Subjective: I say using uintptr_t is more popular then intptr_t. Converting a pointer to uintptr_t or to char* to do some arithmetic happens in some code, I can't say which is more popular.

Any other reason to use one over the other?.

Not really, but I think go with char*.

When it comes to actually accessing the data behind the resulting pointer - it depends. If the resulting pointer points within the same object then you're fine (remember, conversion is implementation defined). If the resulting pointer does not point to the same object, I believe the best interpretation would be from reading c2263 Clarifying Pointer Provenance v4 2.2.3Q5 and I think that's: the current C11 standard does not clearly specify that, which would make the behavior not defined.

Because you tagged gcc, both code snippets should compile to equivalent code - I believe on all architectures pointers are converted 1:1 to (u)intptr_t on gcc. Gcc docs implementation defined behavior 4.7 arrays and pointers states casting from pointer to integer and back again, the resulting pointer must reference the same object as the original pointer, otherwise the behavior is undefined - so you're safe as long as the resulting pointer points to the same object.

The context is a custom memory allocator

See implementations of container_of and offsetof macros. Do not hardcode + 4 in your code, and if you do, do not depend on alignment requirements on accessing the resulting pointers - remember to use memcpy to safely copy the context or handle alignment properly.

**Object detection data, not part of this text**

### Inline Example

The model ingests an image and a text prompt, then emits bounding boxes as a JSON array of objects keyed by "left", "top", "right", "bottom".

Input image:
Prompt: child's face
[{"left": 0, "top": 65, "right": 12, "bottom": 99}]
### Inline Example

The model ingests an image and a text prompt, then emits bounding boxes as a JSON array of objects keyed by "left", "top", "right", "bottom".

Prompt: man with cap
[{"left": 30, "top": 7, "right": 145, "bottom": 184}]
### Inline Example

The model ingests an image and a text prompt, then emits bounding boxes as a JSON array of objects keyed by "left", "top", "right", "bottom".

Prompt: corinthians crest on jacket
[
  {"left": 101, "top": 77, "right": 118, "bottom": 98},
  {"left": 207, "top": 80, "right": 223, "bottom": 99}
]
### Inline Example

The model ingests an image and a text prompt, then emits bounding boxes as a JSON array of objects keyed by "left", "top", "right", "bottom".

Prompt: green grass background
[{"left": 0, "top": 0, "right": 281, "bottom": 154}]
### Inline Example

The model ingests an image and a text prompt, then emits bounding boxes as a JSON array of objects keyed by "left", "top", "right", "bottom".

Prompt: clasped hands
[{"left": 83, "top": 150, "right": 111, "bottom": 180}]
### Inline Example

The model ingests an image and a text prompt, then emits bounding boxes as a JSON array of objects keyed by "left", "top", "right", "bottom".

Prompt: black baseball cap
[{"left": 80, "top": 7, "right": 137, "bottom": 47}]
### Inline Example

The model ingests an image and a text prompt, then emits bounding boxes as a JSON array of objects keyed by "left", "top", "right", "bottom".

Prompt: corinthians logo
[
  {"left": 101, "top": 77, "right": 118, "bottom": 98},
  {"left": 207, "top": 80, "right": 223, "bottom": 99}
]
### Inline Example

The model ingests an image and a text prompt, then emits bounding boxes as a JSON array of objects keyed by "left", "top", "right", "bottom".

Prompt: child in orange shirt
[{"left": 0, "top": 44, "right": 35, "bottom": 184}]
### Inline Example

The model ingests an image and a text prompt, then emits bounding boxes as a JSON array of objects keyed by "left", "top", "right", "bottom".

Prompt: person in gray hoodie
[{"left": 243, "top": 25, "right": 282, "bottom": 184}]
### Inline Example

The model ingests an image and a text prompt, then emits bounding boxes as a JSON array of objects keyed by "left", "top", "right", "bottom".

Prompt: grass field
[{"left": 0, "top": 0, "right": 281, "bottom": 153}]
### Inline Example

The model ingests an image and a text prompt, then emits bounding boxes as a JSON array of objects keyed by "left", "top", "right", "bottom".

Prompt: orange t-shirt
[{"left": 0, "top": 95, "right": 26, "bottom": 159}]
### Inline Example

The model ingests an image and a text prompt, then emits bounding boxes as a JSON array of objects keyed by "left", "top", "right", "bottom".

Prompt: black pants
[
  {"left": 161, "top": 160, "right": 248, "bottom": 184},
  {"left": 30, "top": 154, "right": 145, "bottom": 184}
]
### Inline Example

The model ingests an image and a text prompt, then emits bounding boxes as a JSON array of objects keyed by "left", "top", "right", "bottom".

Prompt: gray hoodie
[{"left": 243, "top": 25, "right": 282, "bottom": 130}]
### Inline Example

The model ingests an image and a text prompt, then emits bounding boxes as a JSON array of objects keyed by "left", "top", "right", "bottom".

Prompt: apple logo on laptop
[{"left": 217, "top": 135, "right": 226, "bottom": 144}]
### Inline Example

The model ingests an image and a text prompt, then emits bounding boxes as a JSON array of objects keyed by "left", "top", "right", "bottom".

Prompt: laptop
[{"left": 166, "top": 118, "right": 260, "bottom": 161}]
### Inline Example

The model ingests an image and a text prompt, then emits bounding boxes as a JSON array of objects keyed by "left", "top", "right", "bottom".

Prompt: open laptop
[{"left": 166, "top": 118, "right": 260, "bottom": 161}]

Do not reinvent the wheel - when in doubt see other implementations like glibc malloc.c or newlib malloc.c - they both calculate on char* in mem2chunk macro, but also happen to do calculations on uintptr_t integers.

Answer 3

Michael Kerrisk says on page 1415 that,

The C standards make one exception to the rule that pointers of different types need not have the same representation: pointers of the types char * and void * are required to have the same internal representation.

All the C standard guarantees (7.18.1.4) is that you can convert void* values to intptr_t (or uintptr_t) and back again and end up with an equal value for the pointer.

The nuance is here that we cannot apply mathematical operations (including ==) if void* is in use.